A Perceptual Approach to Audio-Visual
Design, Composition and Performance
This research consists of a perceptual approach to audio-visual instrument design, composition and performance. The approach informed practical work as well as a parametric visualisation model, which can be used to analyse sonic expression, sensory dominance and spatial presence in any audio-visual performance language. The intent of the practical work was for the image to function as a stage scene that reacts to the sound, without distracting attention from the relation between the sounds themselves. This is challenging, because usually vision dominates over audition.
To clarify the problem, I bridged audio-visual theory, psychology, neuroscience, interaction design and musicology. The investigation led to three creative principles: a) to threshold control and unpredictability in order to convey sonic expression; b) to dispense with disruptive visual changes and apply Gestaltist principles to visual dynamics, so as to facilitate perceptual simplification; and c) to create an audio-visual relationship that produces a sense of causation, and simultaneously confounds the cause and effect relationships. The latter principle was also demonstrated with a study on audio-visual mapping and perception, whose conclusions are equally applicable to the audio-visual relationship in space.

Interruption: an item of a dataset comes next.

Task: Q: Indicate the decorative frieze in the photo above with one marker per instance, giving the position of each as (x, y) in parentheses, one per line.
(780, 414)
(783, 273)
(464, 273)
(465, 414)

My three creative principles informed the development of an instrument that combines a zither and audio-visual 3D software, exploring disparities between the acoustic and digital outputs. The parametric visualisation model can represent how any audio-visual performance work might converge or diverge from these principles. It combines parameters for interaction, sonic & visual dynamics, audio-visual relationship, physical performance setup and semantics.